XML.com: XML From the Inside Out
oreilly.comSafari Bookshelf.Conferences.


DIDL: Packaging Digital Content

May 30, 2001


In this article we detail the reasons for undertaking the development of a digital packaging standard and describe in depth a package manifest scheme that potentially addresses the enumerated needs. In doing so, we show how such a scheme effectively disassociates the notion of content item from individual files. We conclude by describing an XML vocabulary, the Digital Item Declaration Language (DIDL), a recently released first working draft from ISO/MPEG that will, when completed, provide standard means for packaging digital content.

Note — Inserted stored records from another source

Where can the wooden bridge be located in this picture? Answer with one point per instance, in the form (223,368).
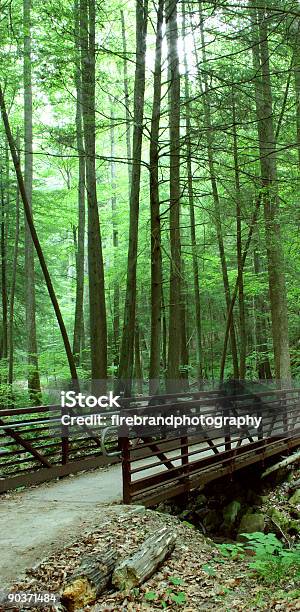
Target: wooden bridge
(156,464)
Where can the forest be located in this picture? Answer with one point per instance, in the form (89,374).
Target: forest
(149,180)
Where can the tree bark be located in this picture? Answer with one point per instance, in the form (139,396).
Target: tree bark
(36,242)
(127,345)
(78,320)
(174,343)
(156,259)
(34,385)
(217,206)
(240,280)
(115,241)
(268,164)
(138,360)
(89,580)
(126,100)
(13,285)
(262,359)
(136,569)
(192,209)
(98,327)
(3,271)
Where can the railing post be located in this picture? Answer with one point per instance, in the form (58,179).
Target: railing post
(64,439)
(126,467)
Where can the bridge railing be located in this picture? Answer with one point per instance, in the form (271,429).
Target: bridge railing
(31,452)
(169,465)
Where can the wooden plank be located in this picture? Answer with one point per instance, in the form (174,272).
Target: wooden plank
(16,436)
(57,471)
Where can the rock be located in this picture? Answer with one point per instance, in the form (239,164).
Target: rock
(201,500)
(184,515)
(230,513)
(212,520)
(295,499)
(251,523)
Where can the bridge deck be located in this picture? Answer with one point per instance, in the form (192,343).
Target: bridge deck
(160,464)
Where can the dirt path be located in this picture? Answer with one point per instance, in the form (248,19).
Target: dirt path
(42,519)
(35,522)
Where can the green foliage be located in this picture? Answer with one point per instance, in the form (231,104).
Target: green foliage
(270,560)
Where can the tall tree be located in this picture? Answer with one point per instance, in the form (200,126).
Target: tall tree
(191,205)
(98,328)
(174,342)
(269,178)
(215,191)
(115,239)
(78,321)
(156,258)
(13,282)
(126,99)
(34,385)
(127,345)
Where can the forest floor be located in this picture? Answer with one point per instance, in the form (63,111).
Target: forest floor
(195,573)
(37,521)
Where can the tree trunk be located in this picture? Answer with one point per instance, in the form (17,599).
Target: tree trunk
(217,206)
(88,581)
(240,280)
(138,360)
(78,321)
(115,241)
(3,272)
(136,569)
(192,210)
(127,346)
(98,329)
(268,164)
(235,292)
(34,385)
(262,359)
(36,242)
(13,285)
(156,259)
(174,344)
(126,101)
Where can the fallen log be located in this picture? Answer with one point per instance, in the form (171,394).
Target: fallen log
(292,459)
(136,569)
(89,580)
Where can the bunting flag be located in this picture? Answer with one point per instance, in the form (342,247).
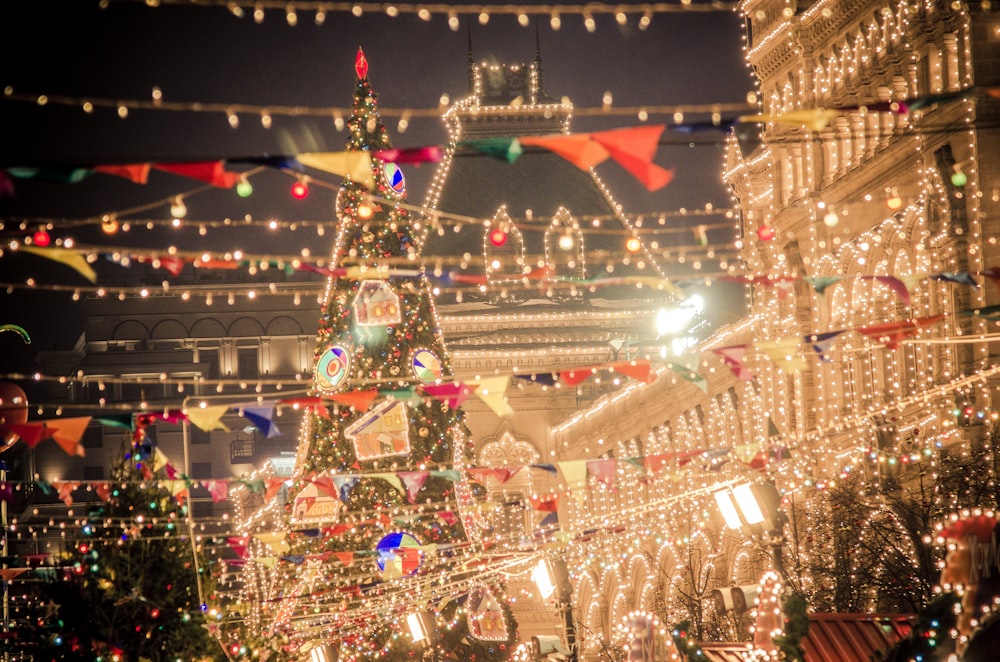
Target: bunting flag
(690,375)
(273,486)
(356,165)
(892,334)
(262,417)
(483,474)
(275,541)
(653,464)
(962,277)
(820,343)
(218,489)
(210,172)
(896,285)
(208,418)
(820,283)
(70,258)
(137,173)
(505,149)
(492,392)
(360,400)
(733,357)
(546,504)
(451,393)
(414,481)
(784,352)
(605,471)
(415,155)
(345,484)
(633,149)
(577,148)
(67,433)
(392,479)
(638,369)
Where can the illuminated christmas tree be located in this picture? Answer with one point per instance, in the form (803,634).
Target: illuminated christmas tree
(379,559)
(131,584)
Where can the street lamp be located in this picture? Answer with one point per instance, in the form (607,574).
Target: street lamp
(552,579)
(755,506)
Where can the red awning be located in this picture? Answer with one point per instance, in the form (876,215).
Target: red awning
(832,638)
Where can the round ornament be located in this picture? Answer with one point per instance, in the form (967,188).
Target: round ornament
(399,555)
(427,366)
(332,369)
(393,176)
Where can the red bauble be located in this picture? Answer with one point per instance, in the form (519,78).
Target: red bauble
(498,237)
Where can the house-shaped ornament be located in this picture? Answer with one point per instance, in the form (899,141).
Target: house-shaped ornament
(381,432)
(376,304)
(314,505)
(485,617)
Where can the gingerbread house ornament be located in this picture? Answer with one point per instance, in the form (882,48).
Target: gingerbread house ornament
(383,431)
(376,304)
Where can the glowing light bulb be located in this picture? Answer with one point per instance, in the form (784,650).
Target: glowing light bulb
(244,188)
(959,178)
(893,201)
(41,238)
(177,208)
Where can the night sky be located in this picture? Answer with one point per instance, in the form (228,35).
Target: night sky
(206,54)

The Need for a Raw Content Description Standard

Today's popular Internet applications generally fall short in their ability to transfer raw resource content. The content of a web page for example may be defined as the collection of discrete resources -- bitmaps, JPEG images, text blocks, and so on -- that are aggregated within some predetermined format. The components of the web page may possess attributes and relationships that, while not explicitly part of the final, viewable form, may be critical in generating the displayed result. Information accompanying a JPEG image, for example, could be utilized in creating a photo caption. Information about the relationships among a group of images could be utilized in locating the images on the page. If the web page is generated from a script, information on the sizes of the various images could be utilized to decide which images to begin downloading first.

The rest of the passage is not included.